Monday, June 22, 2009

Support & Open Source

My love/hate relationship with my Dell Mini 12 continues.

On the love side, every time I see folks with other laptops, I think to myself, my God that thing is huge and smugly congratulate myself on my tiny machine.

On the hate side, Dell's proprietary crap makes this thing a PITA on Ubuntu (wireless driver + graphics card). This was mostly fixed by Jaunty, which basically just works on the mini-12 (to get the graphics card fully supported you just have to enable the ubuntu-mobile ppa). However, the problem with relying on a PPA etc is that everything is a bit more fragile. So, for example, when Ubuntu recently pushed a kernel upgrade (-> 2.26.28-13), the graphics broke. Of course, Ubuntu keeps your old kernel around after an upgrade just in case your system gets hosed, so I was able to boot from the old kernel with working graphics, but suddenly the wireless network card wasn't being recognized by the old kernel.

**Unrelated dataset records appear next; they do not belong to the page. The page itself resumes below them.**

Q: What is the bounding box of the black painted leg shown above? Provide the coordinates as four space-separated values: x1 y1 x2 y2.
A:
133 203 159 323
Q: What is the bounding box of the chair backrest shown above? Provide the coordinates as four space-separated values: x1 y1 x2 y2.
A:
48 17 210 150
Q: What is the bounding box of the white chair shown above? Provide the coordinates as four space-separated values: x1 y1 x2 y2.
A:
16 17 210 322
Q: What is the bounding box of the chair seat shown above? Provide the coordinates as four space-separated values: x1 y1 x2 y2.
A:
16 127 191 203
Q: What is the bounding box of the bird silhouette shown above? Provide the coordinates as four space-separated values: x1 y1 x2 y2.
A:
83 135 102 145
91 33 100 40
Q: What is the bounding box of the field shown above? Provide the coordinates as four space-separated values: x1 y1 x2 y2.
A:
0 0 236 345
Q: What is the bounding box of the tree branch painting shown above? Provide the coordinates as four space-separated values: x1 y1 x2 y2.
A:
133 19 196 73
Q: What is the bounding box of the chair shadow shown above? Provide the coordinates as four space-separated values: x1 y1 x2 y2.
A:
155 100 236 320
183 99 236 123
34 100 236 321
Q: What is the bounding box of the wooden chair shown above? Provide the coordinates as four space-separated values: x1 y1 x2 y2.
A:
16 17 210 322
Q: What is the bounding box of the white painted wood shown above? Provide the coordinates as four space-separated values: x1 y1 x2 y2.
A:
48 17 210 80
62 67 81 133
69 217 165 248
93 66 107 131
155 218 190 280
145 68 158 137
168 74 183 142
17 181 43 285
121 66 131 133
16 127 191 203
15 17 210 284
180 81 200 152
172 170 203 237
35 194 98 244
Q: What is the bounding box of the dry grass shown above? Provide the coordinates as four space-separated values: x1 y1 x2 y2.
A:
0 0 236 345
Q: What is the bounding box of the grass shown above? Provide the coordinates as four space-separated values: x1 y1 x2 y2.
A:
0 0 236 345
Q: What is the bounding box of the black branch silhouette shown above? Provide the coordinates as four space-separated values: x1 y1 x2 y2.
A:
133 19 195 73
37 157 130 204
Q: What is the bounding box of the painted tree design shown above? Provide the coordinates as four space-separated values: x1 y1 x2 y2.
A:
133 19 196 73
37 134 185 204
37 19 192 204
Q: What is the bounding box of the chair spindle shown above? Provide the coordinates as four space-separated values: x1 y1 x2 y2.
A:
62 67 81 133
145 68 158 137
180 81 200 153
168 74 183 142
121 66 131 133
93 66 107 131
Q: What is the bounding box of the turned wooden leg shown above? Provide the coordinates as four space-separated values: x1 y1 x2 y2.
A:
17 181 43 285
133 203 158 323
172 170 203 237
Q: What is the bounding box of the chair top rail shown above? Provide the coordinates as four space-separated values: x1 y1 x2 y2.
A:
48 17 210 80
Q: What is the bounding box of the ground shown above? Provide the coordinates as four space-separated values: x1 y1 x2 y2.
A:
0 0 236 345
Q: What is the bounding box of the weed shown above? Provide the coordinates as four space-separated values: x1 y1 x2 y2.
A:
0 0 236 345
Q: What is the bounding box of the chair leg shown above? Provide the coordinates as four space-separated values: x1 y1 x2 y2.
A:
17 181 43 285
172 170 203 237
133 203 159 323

All of this was very sad: I was left with either a working network card or a working graphics driver. On the assumption that it would be a while before the graphics driver was fixed, I wasted a good hour trying to get wireless working again with my old kernel (networking requires a non-free driver, but it had just worked with ubuntu on the initial install).

Tonight I decided I'd rather have ugly graphics than no wireless and went back to the new kernel. While at it, I decided to drop into the ubuntu IRC channels to see what I could find. I went to #ubuntu-mobile, explained my situation, and left the window there while working. Within a half hour or so, the packager of the ubuntu-mobile PPA was talking to me. I was able to give him a useful error message that instantly told him what the bug was. He released a new version of the graphics module that fixed the bug, I installed, rebooted, and confirmed it worked.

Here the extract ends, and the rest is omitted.